Однако за два месяца болезнь Гойи не прошла, и 19 марта 1793 года Мартинес передал секретарю придворной палаты два письма, в которых высказывалась настоятельная просьба о продлении отпуска тяжелобольному другу. Из этого письма мы узнали, что Гойя якобы отбыл из Мадрида в Севилью для того, чтобы посетить «лежащий на этом пути город» Кадис, и, заболев, попал таким образом к своему другу Мартинесу, проживающему в Кадисе. Здесь им овладело «плохое расположение духа». Десятью днями позже Мартинес проинформировал друга Гойи Сапатера о состоянии здоровья пациента: «Шумы в голове и глухота еще не прошли, однако, выглядит он намного лучше и к тому же не страдает больше нарушениями координации движения. Он уже может подниматься и спускаться по лестнице и делает все то, чего не мог делать раньше». Цапатер сообщил о состоянии здоровья своего друга Франсиско Байеу и в этом письме сделал загадочное замечание, которое позже послужило поводом для многочисленных спекуляций: «Как я тебе уже сказал, Гойя потерял рассудок, которого у него уже так давно нет».
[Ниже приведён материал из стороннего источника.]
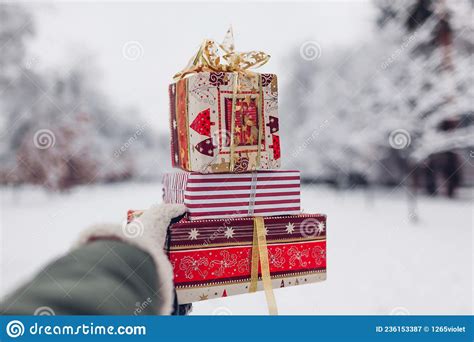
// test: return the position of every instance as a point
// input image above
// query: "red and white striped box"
(229, 195)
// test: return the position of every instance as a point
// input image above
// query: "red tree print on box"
(202, 123)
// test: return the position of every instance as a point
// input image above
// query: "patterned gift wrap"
(212, 134)
(212, 258)
(261, 193)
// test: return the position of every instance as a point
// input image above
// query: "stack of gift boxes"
(244, 230)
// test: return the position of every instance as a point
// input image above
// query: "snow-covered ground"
(379, 262)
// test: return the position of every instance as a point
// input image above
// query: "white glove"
(147, 232)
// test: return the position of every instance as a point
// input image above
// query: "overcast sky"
(169, 33)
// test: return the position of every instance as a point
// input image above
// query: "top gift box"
(224, 117)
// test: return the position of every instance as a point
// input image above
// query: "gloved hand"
(147, 232)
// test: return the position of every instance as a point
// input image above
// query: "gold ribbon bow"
(215, 57)
(260, 252)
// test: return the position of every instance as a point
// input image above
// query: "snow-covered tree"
(59, 129)
(382, 102)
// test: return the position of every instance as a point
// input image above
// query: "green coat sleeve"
(101, 278)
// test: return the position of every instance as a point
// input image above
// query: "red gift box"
(260, 193)
(213, 258)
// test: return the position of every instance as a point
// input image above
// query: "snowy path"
(379, 262)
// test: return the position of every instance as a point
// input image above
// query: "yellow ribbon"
(260, 252)
(215, 57)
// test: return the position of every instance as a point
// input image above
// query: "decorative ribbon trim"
(260, 252)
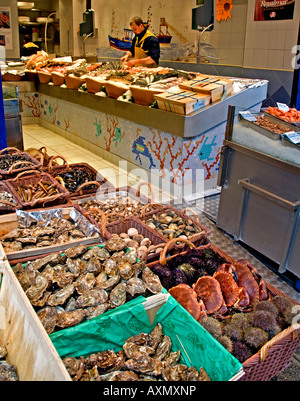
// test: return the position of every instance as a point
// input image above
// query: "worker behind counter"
(145, 50)
(29, 48)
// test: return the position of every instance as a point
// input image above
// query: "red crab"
(252, 290)
(187, 298)
(209, 291)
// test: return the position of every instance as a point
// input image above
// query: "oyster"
(118, 295)
(92, 298)
(151, 280)
(110, 267)
(76, 266)
(163, 348)
(48, 317)
(141, 339)
(125, 269)
(102, 281)
(62, 277)
(3, 350)
(135, 286)
(76, 251)
(100, 253)
(94, 311)
(157, 335)
(175, 373)
(115, 244)
(106, 359)
(91, 375)
(69, 319)
(126, 375)
(7, 372)
(132, 350)
(172, 358)
(72, 365)
(85, 283)
(52, 259)
(144, 364)
(93, 266)
(59, 297)
(37, 288)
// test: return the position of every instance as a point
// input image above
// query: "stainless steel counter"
(183, 126)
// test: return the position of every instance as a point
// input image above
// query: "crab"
(188, 299)
(209, 291)
(262, 287)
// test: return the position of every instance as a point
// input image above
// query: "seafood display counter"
(260, 197)
(169, 146)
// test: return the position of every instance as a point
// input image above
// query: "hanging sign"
(267, 10)
(223, 8)
(5, 28)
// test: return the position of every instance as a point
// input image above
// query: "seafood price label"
(2, 317)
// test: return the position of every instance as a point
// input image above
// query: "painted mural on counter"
(171, 157)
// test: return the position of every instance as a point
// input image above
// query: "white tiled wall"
(237, 41)
(269, 44)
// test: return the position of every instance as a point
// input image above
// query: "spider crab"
(233, 285)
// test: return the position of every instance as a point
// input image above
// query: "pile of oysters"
(144, 357)
(7, 371)
(84, 282)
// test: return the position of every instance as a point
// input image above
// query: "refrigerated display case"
(13, 122)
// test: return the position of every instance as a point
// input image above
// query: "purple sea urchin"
(212, 325)
(266, 306)
(263, 320)
(255, 337)
(226, 342)
(234, 332)
(241, 351)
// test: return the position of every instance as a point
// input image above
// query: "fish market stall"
(177, 145)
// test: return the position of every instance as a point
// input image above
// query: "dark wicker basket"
(33, 177)
(6, 206)
(198, 239)
(98, 181)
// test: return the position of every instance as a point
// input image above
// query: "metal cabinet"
(260, 203)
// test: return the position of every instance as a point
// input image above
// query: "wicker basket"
(200, 238)
(73, 82)
(44, 77)
(6, 206)
(144, 96)
(122, 226)
(33, 177)
(276, 354)
(31, 163)
(114, 90)
(94, 84)
(58, 78)
(82, 191)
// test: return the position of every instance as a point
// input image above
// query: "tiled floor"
(36, 137)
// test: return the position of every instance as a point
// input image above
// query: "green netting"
(111, 330)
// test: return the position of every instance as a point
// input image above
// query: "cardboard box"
(217, 87)
(182, 102)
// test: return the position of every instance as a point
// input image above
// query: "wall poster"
(267, 10)
(5, 28)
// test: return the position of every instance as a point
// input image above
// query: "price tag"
(283, 107)
(247, 115)
(293, 137)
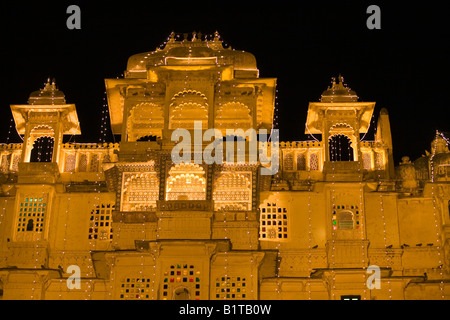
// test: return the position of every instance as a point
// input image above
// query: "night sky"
(403, 67)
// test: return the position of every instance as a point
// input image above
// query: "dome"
(339, 92)
(48, 95)
(193, 48)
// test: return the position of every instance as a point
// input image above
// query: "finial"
(172, 36)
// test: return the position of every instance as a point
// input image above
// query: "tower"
(45, 115)
(340, 118)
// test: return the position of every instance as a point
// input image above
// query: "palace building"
(338, 214)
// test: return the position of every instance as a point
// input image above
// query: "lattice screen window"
(233, 191)
(140, 191)
(15, 163)
(135, 289)
(186, 181)
(70, 163)
(231, 288)
(82, 165)
(94, 163)
(185, 276)
(100, 224)
(379, 160)
(32, 213)
(6, 158)
(346, 217)
(313, 162)
(273, 222)
(367, 161)
(288, 162)
(301, 162)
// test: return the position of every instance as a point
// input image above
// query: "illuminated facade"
(141, 227)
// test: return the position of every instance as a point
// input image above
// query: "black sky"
(403, 67)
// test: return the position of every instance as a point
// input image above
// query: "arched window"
(345, 220)
(181, 293)
(313, 162)
(186, 107)
(233, 191)
(30, 225)
(340, 148)
(140, 191)
(42, 150)
(301, 162)
(288, 162)
(186, 181)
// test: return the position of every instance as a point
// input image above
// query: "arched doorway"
(42, 150)
(340, 148)
(181, 293)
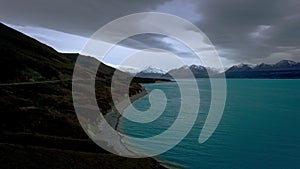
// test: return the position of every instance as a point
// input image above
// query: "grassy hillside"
(39, 127)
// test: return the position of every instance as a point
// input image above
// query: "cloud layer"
(242, 30)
Пользуясь немногочисленными ссылками, которые есть в нашем распоряжении, мы должны разобраться в столь неожиданном проявлении заболевания, которое подвело его очень близко к смерти. Он страдал от частых головных болей и потери ориентации, шума в ушах, временной слепоты, у него была парализована правая рука, наблюдались лихорадочное подергивание и дрожь мышц, частые колики и даже коматозное состояние. Способность видеть относительно быстро восстановилась, мало-помалу исчезли головокружения и нарушения координации движения, а правая рука еще долгое время оставалась недееспособной. Но слух безвозвратно исчез, и Гойя до самого конца жизни оставался глухим; разговоры других людей он читал по губам и сам общался с ними посредством письма или рисунков. Таким образом, Гойя с появившимися шумами в ушах пережил мучительный акустический феномен, который воздвиг «ужасающую перегородку между внешним миром и его чрезмерной раздражительностью».
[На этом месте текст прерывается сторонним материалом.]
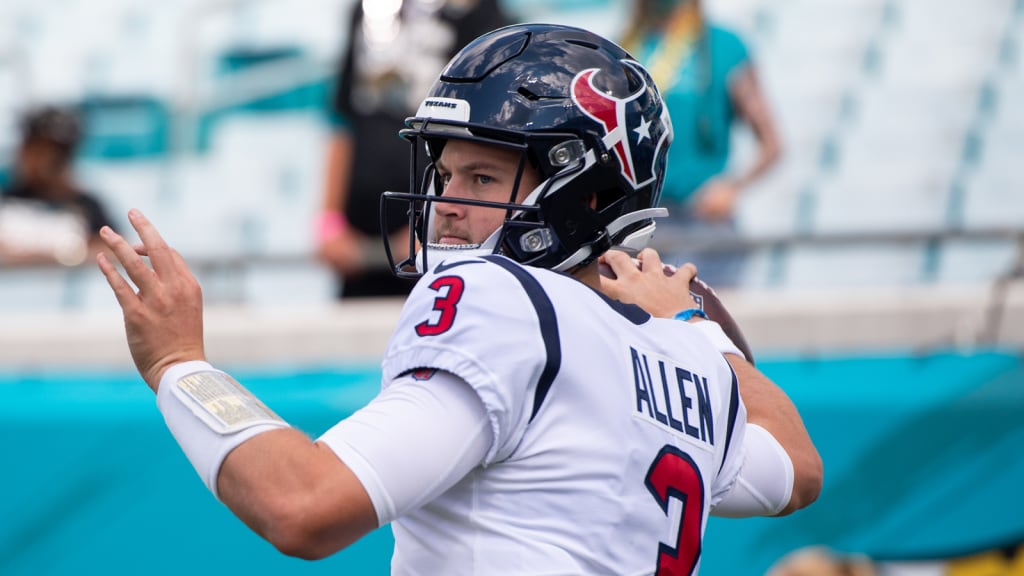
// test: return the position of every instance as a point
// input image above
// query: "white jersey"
(611, 429)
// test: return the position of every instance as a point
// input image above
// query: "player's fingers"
(157, 248)
(620, 262)
(137, 271)
(651, 261)
(122, 290)
(687, 271)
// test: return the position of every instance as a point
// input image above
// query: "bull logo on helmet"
(628, 122)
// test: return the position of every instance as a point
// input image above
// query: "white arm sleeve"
(765, 482)
(413, 442)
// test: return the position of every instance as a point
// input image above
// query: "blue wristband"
(688, 314)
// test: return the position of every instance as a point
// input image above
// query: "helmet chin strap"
(442, 251)
(636, 241)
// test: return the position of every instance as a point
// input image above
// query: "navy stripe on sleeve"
(549, 327)
(733, 409)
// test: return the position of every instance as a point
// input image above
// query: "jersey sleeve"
(733, 413)
(475, 320)
(440, 427)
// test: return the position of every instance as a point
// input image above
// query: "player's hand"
(650, 285)
(164, 319)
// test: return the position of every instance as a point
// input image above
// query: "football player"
(527, 423)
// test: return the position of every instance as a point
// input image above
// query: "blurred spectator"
(819, 561)
(394, 52)
(709, 82)
(45, 217)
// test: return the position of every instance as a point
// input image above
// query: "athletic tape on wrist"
(209, 413)
(714, 332)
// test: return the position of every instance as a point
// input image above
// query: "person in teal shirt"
(709, 83)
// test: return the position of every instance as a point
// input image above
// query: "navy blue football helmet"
(584, 115)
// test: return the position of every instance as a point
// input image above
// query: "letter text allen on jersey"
(672, 397)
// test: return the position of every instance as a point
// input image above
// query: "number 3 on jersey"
(675, 475)
(450, 289)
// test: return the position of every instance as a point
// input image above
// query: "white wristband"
(210, 414)
(714, 332)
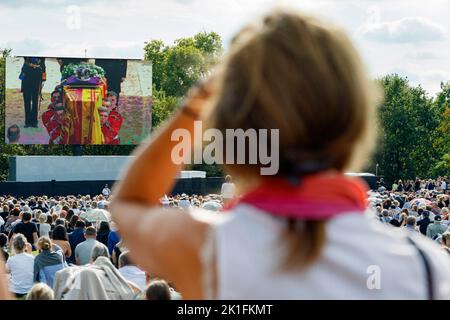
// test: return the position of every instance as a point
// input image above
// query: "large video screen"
(77, 101)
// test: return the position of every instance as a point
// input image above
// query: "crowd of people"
(51, 245)
(419, 206)
(303, 233)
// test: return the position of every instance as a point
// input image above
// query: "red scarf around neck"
(317, 196)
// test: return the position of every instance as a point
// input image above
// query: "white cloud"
(405, 30)
(421, 55)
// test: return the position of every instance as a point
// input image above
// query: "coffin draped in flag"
(82, 103)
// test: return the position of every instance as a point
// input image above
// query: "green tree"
(163, 107)
(408, 120)
(179, 66)
(442, 142)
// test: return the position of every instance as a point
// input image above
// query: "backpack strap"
(427, 266)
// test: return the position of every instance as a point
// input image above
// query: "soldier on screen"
(115, 73)
(13, 134)
(115, 119)
(55, 122)
(107, 131)
(33, 76)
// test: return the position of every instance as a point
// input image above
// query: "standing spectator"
(106, 191)
(228, 189)
(113, 238)
(84, 249)
(75, 238)
(60, 238)
(3, 246)
(424, 222)
(400, 187)
(158, 290)
(40, 291)
(27, 228)
(446, 241)
(103, 232)
(131, 272)
(47, 262)
(72, 222)
(282, 56)
(20, 265)
(411, 224)
(44, 227)
(436, 228)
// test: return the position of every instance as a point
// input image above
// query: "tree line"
(414, 127)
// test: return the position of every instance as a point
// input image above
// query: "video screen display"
(77, 101)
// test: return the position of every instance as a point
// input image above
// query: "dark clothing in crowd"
(103, 238)
(75, 237)
(27, 229)
(113, 239)
(32, 76)
(115, 70)
(423, 225)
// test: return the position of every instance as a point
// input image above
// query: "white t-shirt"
(21, 267)
(362, 259)
(106, 192)
(135, 275)
(228, 190)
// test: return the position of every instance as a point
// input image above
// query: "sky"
(408, 37)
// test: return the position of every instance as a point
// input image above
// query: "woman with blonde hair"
(47, 262)
(40, 291)
(302, 233)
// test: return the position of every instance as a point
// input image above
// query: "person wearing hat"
(446, 240)
(424, 222)
(54, 121)
(107, 131)
(436, 228)
(115, 119)
(32, 75)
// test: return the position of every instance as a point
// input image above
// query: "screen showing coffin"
(77, 101)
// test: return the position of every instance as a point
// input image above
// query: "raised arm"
(4, 292)
(152, 172)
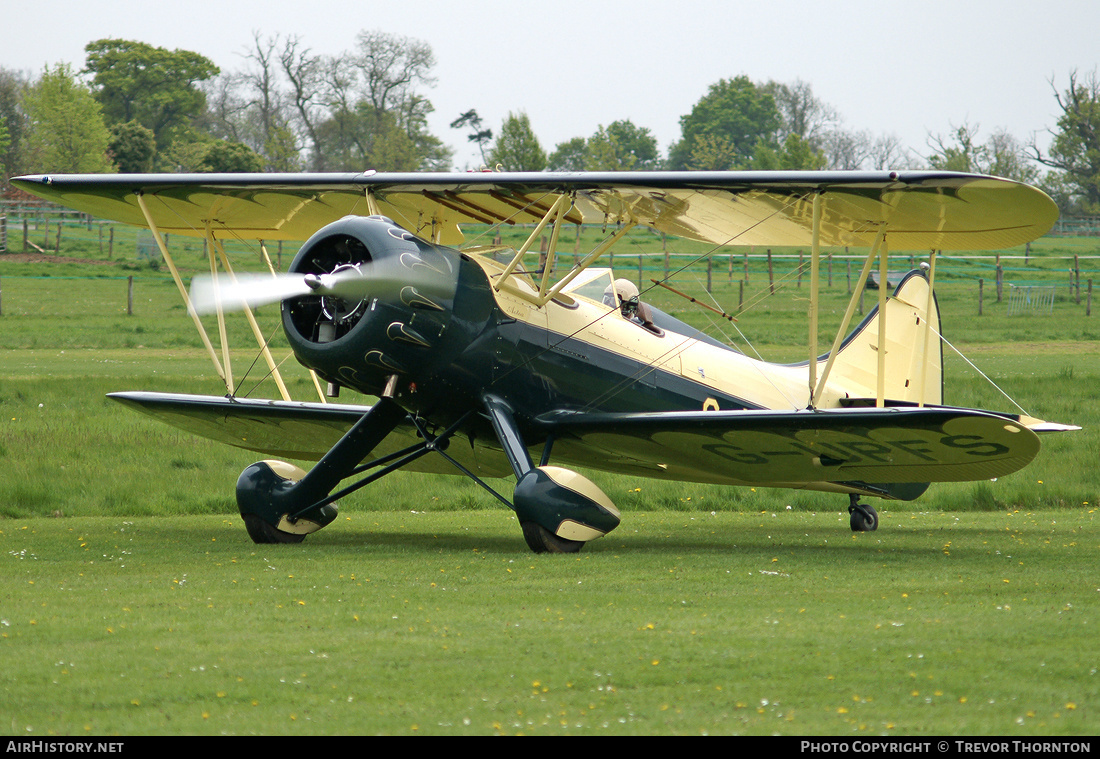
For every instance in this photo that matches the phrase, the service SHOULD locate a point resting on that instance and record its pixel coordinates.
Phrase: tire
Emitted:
(263, 532)
(541, 540)
(864, 518)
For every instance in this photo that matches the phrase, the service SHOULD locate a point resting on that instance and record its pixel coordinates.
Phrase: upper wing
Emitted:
(920, 210)
(795, 449)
Этот зловещий кризис наложил свой отпечаток не только на жизнь художника, но и на образы его произведений. Страдание и страх изменили художника, а глухота проявилась наследием баскской родины его предков, а именно склонностью к фантасмагории и особенным интересом к колдовству. В письме от 4 января 1794 года он сообщал, что этим посредственно занимался сам, и когда он представлял свою новую картину в академии Сан-Фернандо, то объяснил, почему он рисовал ее именно так: «Для того, чтобы передать силой воображения боль моего паралича и по меньшей мере частично засвидетельствовать мою болезнь, я нарисовал целый ряд изображений, где собрал воедино наблюдения, которых обычно нет в заказных произведениях, так как там едва ли можно развить шутку и фантазию». О последней, еще неоконченной серии картин он писал следующее: «Я нарисовал безумный двор, где двое обнаженных избивают друг друга, а в это время санитар смотрит на них, и другие тоже дерутся палками, — эту сцену я пережил лично в Сарагосе».